Experts say that if you feel drowsy during the day, even during boring activities, you haven't had enough sleep. If you routinely fall asleep within five minutes of lying down, you may have severe sleep deprivation. Microsleep, or a very brief episode of sleep in an otherwise awake person, is another mark of sleep deprivation. In many cases, people are not aware that they are experiencing microsleeps. The widespread practice of "burning the candle at both ends" in many societies has created so much sleep deprivation that what is really abnormal sleepiness is now almost the norm.
- What is the main point of this passage?
- If you fall asleep within five minutes every time you lie down, you are sleep deprived.
- If you experience enough microsleeps, you can attain the sleep you need to function.
- Sleep deprivation is a pervasive problem in many cultures.
- If trends in sleep deprivation continue, our society will experience grave consequences.
Choice a is a true statement, but too specific to be a main idea. Choice b is a false statement. Choice d is a speculative statement that is not implied in the passage. Only choice c represents a general or umbrella statement that covers all of the information in the paragraph.
Notice that in the sample passage, the author does not present the main idea in the first sentence, but rather builds up to the main point, which is expressed in the last sentence of the paragraph.
Some of the questions on the reading section of the ParaPro Assessment will ask you identify a detail from a passage. You will need to be able to locate specific information in the passage, such as a fact, figure, or name. How can you distinguish a main idea from a supporting idea? Unlike main ideas, supporting ideas present facts or specific information. They often answer the questions what? when? why? or how?
How can you locate a supporting detail in a passage that is 200 words long? One thing you don't have to do is memorize the passage. This test does not require that you have perfect recall. Instead, it measures your ability to read carefully and know where to look for specific information. Here are some tips for finding supporting details.
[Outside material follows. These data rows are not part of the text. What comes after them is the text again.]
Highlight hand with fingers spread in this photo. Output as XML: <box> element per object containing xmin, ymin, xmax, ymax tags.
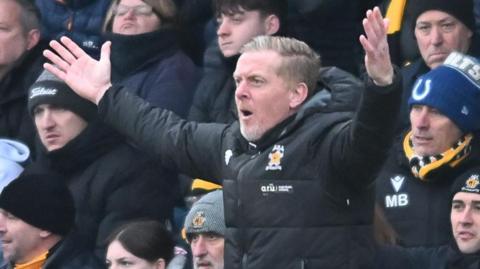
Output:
<box><xmin>360</xmin><ymin>7</ymin><xmax>393</xmax><ymax>86</ymax></box>
<box><xmin>43</xmin><ymin>37</ymin><xmax>112</xmax><ymax>104</ymax></box>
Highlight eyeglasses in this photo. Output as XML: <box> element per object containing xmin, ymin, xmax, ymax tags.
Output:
<box><xmin>113</xmin><ymin>5</ymin><xmax>153</xmax><ymax>16</ymax></box>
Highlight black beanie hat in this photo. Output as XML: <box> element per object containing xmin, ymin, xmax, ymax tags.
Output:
<box><xmin>28</xmin><ymin>70</ymin><xmax>97</xmax><ymax>122</ymax></box>
<box><xmin>450</xmin><ymin>166</ymin><xmax>480</xmax><ymax>198</ymax></box>
<box><xmin>411</xmin><ymin>0</ymin><xmax>475</xmax><ymax>32</ymax></box>
<box><xmin>0</xmin><ymin>173</ymin><xmax>75</xmax><ymax>236</ymax></box>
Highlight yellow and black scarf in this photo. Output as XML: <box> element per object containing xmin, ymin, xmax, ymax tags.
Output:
<box><xmin>403</xmin><ymin>131</ymin><xmax>473</xmax><ymax>181</ymax></box>
<box><xmin>14</xmin><ymin>251</ymin><xmax>48</xmax><ymax>269</ymax></box>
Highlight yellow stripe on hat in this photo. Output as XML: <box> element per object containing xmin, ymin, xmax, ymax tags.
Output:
<box><xmin>192</xmin><ymin>178</ymin><xmax>222</xmax><ymax>191</ymax></box>
<box><xmin>385</xmin><ymin>0</ymin><xmax>407</xmax><ymax>34</ymax></box>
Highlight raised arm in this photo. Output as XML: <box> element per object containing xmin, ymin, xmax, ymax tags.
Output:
<box><xmin>43</xmin><ymin>36</ymin><xmax>112</xmax><ymax>104</ymax></box>
<box><xmin>360</xmin><ymin>7</ymin><xmax>393</xmax><ymax>86</ymax></box>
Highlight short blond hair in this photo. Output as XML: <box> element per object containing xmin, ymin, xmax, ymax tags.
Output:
<box><xmin>240</xmin><ymin>36</ymin><xmax>320</xmax><ymax>97</ymax></box>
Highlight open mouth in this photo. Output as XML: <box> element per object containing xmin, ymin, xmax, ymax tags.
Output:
<box><xmin>240</xmin><ymin>109</ymin><xmax>253</xmax><ymax>118</ymax></box>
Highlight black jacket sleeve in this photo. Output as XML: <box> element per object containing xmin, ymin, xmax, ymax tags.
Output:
<box><xmin>99</xmin><ymin>86</ymin><xmax>227</xmax><ymax>181</ymax></box>
<box><xmin>326</xmin><ymin>70</ymin><xmax>401</xmax><ymax>188</ymax></box>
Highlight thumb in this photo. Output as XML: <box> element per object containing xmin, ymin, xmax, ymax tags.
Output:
<box><xmin>100</xmin><ymin>41</ymin><xmax>112</xmax><ymax>62</ymax></box>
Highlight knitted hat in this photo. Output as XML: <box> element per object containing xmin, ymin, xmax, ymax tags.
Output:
<box><xmin>451</xmin><ymin>166</ymin><xmax>480</xmax><ymax>198</ymax></box>
<box><xmin>184</xmin><ymin>190</ymin><xmax>227</xmax><ymax>235</ymax></box>
<box><xmin>0</xmin><ymin>173</ymin><xmax>75</xmax><ymax>235</ymax></box>
<box><xmin>411</xmin><ymin>0</ymin><xmax>475</xmax><ymax>32</ymax></box>
<box><xmin>28</xmin><ymin>70</ymin><xmax>97</xmax><ymax>121</ymax></box>
<box><xmin>0</xmin><ymin>139</ymin><xmax>30</xmax><ymax>191</ymax></box>
<box><xmin>408</xmin><ymin>52</ymin><xmax>480</xmax><ymax>133</ymax></box>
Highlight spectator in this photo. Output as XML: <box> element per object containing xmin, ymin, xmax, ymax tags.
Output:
<box><xmin>0</xmin><ymin>138</ymin><xmax>30</xmax><ymax>268</ymax></box>
<box><xmin>399</xmin><ymin>0</ymin><xmax>480</xmax><ymax>129</ymax></box>
<box><xmin>28</xmin><ymin>71</ymin><xmax>175</xmax><ymax>261</ymax></box>
<box><xmin>375</xmin><ymin>166</ymin><xmax>480</xmax><ymax>269</ymax></box>
<box><xmin>185</xmin><ymin>190</ymin><xmax>227</xmax><ymax>269</ymax></box>
<box><xmin>104</xmin><ymin>0</ymin><xmax>199</xmax><ymax>117</ymax></box>
<box><xmin>188</xmin><ymin>0</ymin><xmax>287</xmax><ymax>123</ymax></box>
<box><xmin>45</xmin><ymin>8</ymin><xmax>400</xmax><ymax>268</ymax></box>
<box><xmin>376</xmin><ymin>53</ymin><xmax>480</xmax><ymax>247</ymax></box>
<box><xmin>106</xmin><ymin>220</ymin><xmax>174</xmax><ymax>269</ymax></box>
<box><xmin>0</xmin><ymin>171</ymin><xmax>103</xmax><ymax>269</ymax></box>
<box><xmin>174</xmin><ymin>0</ymin><xmax>216</xmax><ymax>66</ymax></box>
<box><xmin>0</xmin><ymin>0</ymin><xmax>44</xmax><ymax>155</ymax></box>
<box><xmin>287</xmin><ymin>0</ymin><xmax>380</xmax><ymax>75</ymax></box>
<box><xmin>35</xmin><ymin>0</ymin><xmax>110</xmax><ymax>57</ymax></box>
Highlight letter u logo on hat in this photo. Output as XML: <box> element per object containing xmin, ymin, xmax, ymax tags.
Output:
<box><xmin>412</xmin><ymin>79</ymin><xmax>432</xmax><ymax>101</ymax></box>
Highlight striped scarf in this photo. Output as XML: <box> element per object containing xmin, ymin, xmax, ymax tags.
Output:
<box><xmin>403</xmin><ymin>131</ymin><xmax>473</xmax><ymax>181</ymax></box>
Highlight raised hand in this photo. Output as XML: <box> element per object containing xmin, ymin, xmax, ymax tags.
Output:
<box><xmin>43</xmin><ymin>36</ymin><xmax>112</xmax><ymax>104</ymax></box>
<box><xmin>360</xmin><ymin>7</ymin><xmax>393</xmax><ymax>86</ymax></box>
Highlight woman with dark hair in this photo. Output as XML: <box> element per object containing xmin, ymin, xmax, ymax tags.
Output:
<box><xmin>106</xmin><ymin>220</ymin><xmax>174</xmax><ymax>269</ymax></box>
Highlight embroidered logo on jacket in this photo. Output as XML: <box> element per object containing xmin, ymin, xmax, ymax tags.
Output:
<box><xmin>265</xmin><ymin>145</ymin><xmax>285</xmax><ymax>171</ymax></box>
<box><xmin>225</xmin><ymin>149</ymin><xmax>233</xmax><ymax>165</ymax></box>
<box><xmin>390</xmin><ymin>175</ymin><xmax>405</xmax><ymax>192</ymax></box>
<box><xmin>385</xmin><ymin>175</ymin><xmax>409</xmax><ymax>208</ymax></box>
<box><xmin>260</xmin><ymin>183</ymin><xmax>293</xmax><ymax>196</ymax></box>
<box><xmin>462</xmin><ymin>174</ymin><xmax>480</xmax><ymax>193</ymax></box>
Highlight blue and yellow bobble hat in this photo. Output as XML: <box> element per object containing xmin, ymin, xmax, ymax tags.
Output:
<box><xmin>408</xmin><ymin>52</ymin><xmax>480</xmax><ymax>133</ymax></box>
<box><xmin>450</xmin><ymin>166</ymin><xmax>480</xmax><ymax>198</ymax></box>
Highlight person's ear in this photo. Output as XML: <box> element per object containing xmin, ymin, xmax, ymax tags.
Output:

- Look for language clues. Writers often use transitional words or phrases to signal that they are introducing a fact or supporting idea. As you read, keep your eye out for these common phrases:
- Focus on key words from the question. Questions often contain two or three important words that signal what information to look for in the passage. For example, a question following a passage about the American car industry reads, "The passage states that hybrid automobiles work best if…" The key words are hybrid automobiles and best. They tell you to look for a sentence that contains the phrase hybrid automobiles and describes an optimal situation. Instead of rereading the passage, skim through the paragraphs looking for the key words. Keep in mind that the passage may use a slightly different wording than the key words. As you scan, look for words that address the same idea.
- Pay attention to the structure of the passage. Take note of how the passage is organized as you read. Does the author begin with or build to the main point? Is information presented chronologically? Where does the author offer evidence to back up the main point? Understanding how a passage is structured can help you locate the information you need. Read on for more about common organizational models.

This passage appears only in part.